具有更好压缩的2个骰子总和列表的编码。 (字节限制)

时间:2017-01-04 23:42:13

标签: algorithm compression

想象一下任何使用两个六面骰子的游戏。

需要存储游戏的历史记录,我们希望存储在整个游戏中掷骰子所产生的总和。

在传统的Huffman enconding中,7具有更大的概率,因此,它以3位编码。 2和12需要5位。 在这种情况下,一个符号以可变代码大小编码。
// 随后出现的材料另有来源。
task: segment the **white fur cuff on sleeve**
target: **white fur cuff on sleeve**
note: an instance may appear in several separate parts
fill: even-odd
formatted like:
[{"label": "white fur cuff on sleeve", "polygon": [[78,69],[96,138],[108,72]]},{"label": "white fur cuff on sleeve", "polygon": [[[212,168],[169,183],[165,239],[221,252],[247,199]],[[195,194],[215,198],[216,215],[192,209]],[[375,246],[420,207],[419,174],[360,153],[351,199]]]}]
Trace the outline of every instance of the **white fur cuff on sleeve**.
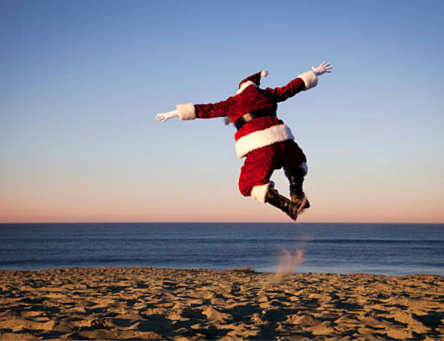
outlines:
[{"label": "white fur cuff on sleeve", "polygon": [[297,78],[302,78],[304,83],[305,83],[305,88],[304,90],[308,90],[317,85],[317,76],[313,71],[304,72],[301,75],[299,75]]},{"label": "white fur cuff on sleeve", "polygon": [[196,118],[196,110],[192,103],[185,103],[176,106],[179,119],[194,119]]}]

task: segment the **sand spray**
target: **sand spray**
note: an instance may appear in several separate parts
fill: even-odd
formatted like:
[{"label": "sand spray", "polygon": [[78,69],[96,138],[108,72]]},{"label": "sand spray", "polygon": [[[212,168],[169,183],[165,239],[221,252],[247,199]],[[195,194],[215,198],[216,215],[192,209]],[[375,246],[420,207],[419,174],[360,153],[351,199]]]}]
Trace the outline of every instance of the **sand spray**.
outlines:
[{"label": "sand spray", "polygon": [[286,276],[293,274],[307,260],[304,255],[309,239],[309,234],[304,234],[298,245],[289,250],[283,247],[281,249],[281,255],[279,258],[276,272],[270,274],[265,285],[277,284]]}]

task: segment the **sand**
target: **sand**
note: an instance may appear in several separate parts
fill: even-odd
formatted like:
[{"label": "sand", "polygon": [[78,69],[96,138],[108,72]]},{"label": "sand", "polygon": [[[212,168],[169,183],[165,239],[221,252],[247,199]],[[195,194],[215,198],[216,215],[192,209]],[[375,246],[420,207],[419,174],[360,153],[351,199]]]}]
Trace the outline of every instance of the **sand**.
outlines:
[{"label": "sand", "polygon": [[0,340],[444,340],[444,278],[0,271]]}]

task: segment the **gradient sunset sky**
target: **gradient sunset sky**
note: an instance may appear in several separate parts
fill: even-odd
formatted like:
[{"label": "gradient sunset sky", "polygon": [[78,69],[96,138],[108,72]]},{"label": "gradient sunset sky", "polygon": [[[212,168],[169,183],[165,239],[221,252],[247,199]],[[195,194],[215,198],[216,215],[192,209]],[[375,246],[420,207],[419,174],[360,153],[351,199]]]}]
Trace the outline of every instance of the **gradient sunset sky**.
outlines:
[{"label": "gradient sunset sky", "polygon": [[[444,222],[444,1],[0,1],[0,222],[291,222],[234,128],[163,123],[262,70],[308,159],[301,222]],[[282,171],[273,179],[288,194]]]}]

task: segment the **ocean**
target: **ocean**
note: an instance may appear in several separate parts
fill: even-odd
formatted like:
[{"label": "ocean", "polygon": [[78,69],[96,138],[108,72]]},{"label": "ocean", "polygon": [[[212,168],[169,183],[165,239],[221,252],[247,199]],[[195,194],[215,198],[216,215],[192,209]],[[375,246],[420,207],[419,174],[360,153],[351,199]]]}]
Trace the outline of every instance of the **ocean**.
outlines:
[{"label": "ocean", "polygon": [[153,267],[444,276],[444,224],[0,224],[0,269]]}]

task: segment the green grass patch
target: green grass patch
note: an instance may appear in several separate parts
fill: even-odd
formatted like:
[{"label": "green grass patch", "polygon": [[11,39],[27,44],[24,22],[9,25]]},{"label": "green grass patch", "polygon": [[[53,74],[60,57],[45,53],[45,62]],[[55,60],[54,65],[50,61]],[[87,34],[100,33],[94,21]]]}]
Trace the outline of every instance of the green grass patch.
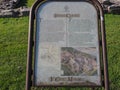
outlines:
[{"label": "green grass patch", "polygon": [[24,90],[28,17],[0,19],[0,90]]},{"label": "green grass patch", "polygon": [[[105,19],[110,90],[120,90],[120,15],[108,14]],[[0,90],[25,90],[28,23],[28,17],[0,18]],[[90,89],[68,87],[32,90]]]}]

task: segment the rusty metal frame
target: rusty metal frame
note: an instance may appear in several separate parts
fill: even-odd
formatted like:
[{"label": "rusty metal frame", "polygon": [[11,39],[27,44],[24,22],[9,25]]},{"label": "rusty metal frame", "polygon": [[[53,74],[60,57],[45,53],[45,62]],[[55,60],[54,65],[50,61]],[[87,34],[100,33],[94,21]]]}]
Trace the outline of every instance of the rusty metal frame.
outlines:
[{"label": "rusty metal frame", "polygon": [[[47,1],[87,1],[93,4],[99,14],[100,32],[101,32],[101,47],[102,47],[102,64],[103,65],[103,87],[105,90],[110,90],[109,88],[109,75],[108,75],[108,61],[107,61],[107,48],[106,48],[106,33],[105,33],[105,21],[104,13],[101,4],[97,0],[37,0],[31,8],[30,19],[29,19],[29,34],[28,34],[28,54],[27,54],[27,67],[26,67],[26,90],[30,90],[32,86],[33,77],[33,46],[34,46],[34,28],[35,28],[35,14],[38,6]],[[54,86],[53,86],[54,87]],[[74,87],[74,86],[72,86]],[[84,87],[84,86],[82,86]],[[87,86],[89,87],[89,86]],[[96,86],[90,86],[95,89]],[[100,86],[99,86],[100,87]]]}]

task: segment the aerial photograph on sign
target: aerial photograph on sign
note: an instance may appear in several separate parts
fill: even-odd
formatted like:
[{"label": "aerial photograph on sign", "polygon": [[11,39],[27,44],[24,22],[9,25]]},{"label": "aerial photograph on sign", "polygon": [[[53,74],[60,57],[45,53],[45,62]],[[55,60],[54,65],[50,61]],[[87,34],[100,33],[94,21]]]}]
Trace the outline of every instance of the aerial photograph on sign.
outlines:
[{"label": "aerial photograph on sign", "polygon": [[[94,48],[90,48],[94,51]],[[61,49],[61,68],[63,76],[94,76],[97,75],[96,56],[71,47]]]}]

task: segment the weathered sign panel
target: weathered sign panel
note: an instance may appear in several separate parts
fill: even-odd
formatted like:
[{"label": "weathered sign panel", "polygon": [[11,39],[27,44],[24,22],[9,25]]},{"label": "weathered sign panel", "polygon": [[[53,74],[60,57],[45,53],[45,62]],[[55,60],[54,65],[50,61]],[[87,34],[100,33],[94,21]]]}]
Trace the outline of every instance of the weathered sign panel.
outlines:
[{"label": "weathered sign panel", "polygon": [[36,86],[100,86],[98,14],[89,2],[43,3],[36,12]]}]

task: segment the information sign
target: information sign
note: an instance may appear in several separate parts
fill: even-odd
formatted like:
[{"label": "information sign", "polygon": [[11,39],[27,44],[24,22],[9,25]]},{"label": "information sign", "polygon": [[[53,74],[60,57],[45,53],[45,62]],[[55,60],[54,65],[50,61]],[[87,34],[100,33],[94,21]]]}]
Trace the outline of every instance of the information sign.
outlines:
[{"label": "information sign", "polygon": [[36,86],[100,86],[98,14],[89,2],[42,4],[36,11]]}]

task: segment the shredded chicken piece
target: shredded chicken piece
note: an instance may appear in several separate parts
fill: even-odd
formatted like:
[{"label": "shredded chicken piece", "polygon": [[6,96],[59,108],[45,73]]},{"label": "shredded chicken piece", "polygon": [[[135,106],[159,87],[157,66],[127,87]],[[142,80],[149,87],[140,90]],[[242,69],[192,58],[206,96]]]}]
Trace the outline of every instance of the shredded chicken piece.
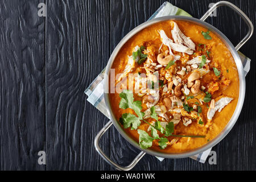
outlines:
[{"label": "shredded chicken piece", "polygon": [[219,113],[221,111],[222,109],[232,100],[232,98],[228,97],[222,97],[216,102],[214,100],[212,100],[210,107],[207,112],[207,119],[208,119],[209,121],[211,121],[216,111],[218,111]]},{"label": "shredded chicken piece", "polygon": [[132,71],[133,68],[134,68],[134,67],[135,61],[133,60],[133,56],[129,57],[128,62],[126,64],[126,66],[125,67],[125,69],[122,75],[119,77],[115,84],[119,82],[123,77],[126,77],[128,75],[128,73]]},{"label": "shredded chicken piece", "polygon": [[159,34],[160,36],[161,36],[162,42],[164,45],[168,46],[170,49],[170,53],[172,53],[171,52],[171,49],[172,49],[177,52],[187,53],[188,55],[191,55],[193,54],[193,51],[191,50],[190,48],[185,47],[182,44],[179,44],[174,43],[172,39],[168,38],[168,36],[166,34],[166,32],[163,30],[161,30],[160,31]]},{"label": "shredded chicken piece", "polygon": [[[154,126],[155,126],[155,122],[153,122],[151,125],[153,125]],[[163,127],[164,129],[165,129],[166,127],[166,125],[168,125],[168,122],[165,122],[165,121],[161,121],[160,122],[160,125],[162,126],[162,127]],[[151,130],[151,126],[150,126],[147,128],[147,131],[150,131]]]},{"label": "shredded chicken piece", "polygon": [[170,122],[173,122],[174,125],[176,125],[176,124],[178,124],[180,122],[180,119],[173,119],[171,120]]},{"label": "shredded chicken piece", "polygon": [[183,118],[183,119],[182,119],[183,122],[183,125],[187,127],[188,125],[189,125],[190,124],[192,123],[192,120],[191,119],[188,118]]},{"label": "shredded chicken piece", "polygon": [[[144,111],[144,113],[145,113],[145,115],[144,115],[143,119],[148,119],[148,118],[150,118],[150,114],[151,114],[150,108],[151,108],[151,107]],[[160,106],[159,106],[158,105],[155,105],[155,113],[156,113],[156,114],[164,118],[167,121],[169,121],[169,118],[168,118],[167,115],[166,114],[162,113]]]},{"label": "shredded chicken piece", "polygon": [[211,81],[208,85],[208,92],[212,94],[220,89],[218,83],[216,81]]},{"label": "shredded chicken piece", "polygon": [[171,97],[171,100],[172,101],[172,106],[174,106],[175,104],[177,104],[178,107],[181,107],[183,106],[182,101],[179,99],[176,96]]},{"label": "shredded chicken piece", "polygon": [[[200,64],[201,62],[202,61],[202,56],[198,56],[194,58],[193,58],[192,60],[188,61],[187,62],[187,64]],[[206,63],[205,64],[208,64],[210,63],[210,61],[207,58],[206,59]]]},{"label": "shredded chicken piece", "polygon": [[171,145],[173,145],[174,144],[175,144],[176,143],[177,143],[177,142],[178,140],[179,140],[178,139],[177,139],[177,138],[174,138],[173,139],[172,139],[172,140],[171,140],[171,142],[167,142],[167,144],[168,144],[169,146],[171,146]]},{"label": "shredded chicken piece", "polygon": [[172,22],[172,23],[174,25],[174,29],[171,31],[174,42],[178,44],[184,45],[191,50],[196,51],[196,44],[191,40],[190,38],[188,38],[184,35],[176,22]]}]

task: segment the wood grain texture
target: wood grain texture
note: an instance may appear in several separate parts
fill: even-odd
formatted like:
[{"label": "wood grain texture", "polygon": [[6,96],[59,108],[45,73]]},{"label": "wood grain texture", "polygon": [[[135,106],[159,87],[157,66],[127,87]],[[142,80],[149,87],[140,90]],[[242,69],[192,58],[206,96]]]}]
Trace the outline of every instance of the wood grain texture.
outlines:
[{"label": "wood grain texture", "polygon": [[[84,93],[109,57],[109,4],[104,0],[47,1],[48,170],[110,169],[93,142],[108,119],[85,101]],[[109,155],[109,134],[101,142]]]},{"label": "wood grain texture", "polygon": [[[43,1],[40,1],[43,2]],[[0,170],[44,170],[44,19],[39,1],[0,2]]]}]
但是,我试图弄清楚一个字节(8位)编码不同的骰子总和序列。 因此,在这种情况下,代码大小是常量(8位),但符号的数量是可变的。天真的例子:

  • 0x00 = {2}
  • 0x01 = {3}
  • ...
  • 0x0A = {12}
  • 0x0B = {2,2}
  • 0x0C = {2,3}
  • 0x0D = {2,4}等。

因此,解码器可以逐字节读取。因此,每个字节都独立于另一个字节。

如何找到压缩效果更好的映射?

你能指出一些解决这种压缩情况的算法吗?

我对此的看法是:

1个和的序列可以从0x00到0x0A(从2到12)分配。 我可以将序列{7}分成:{7,1},{7,2} ...... {7,12}并为这些序列分配值。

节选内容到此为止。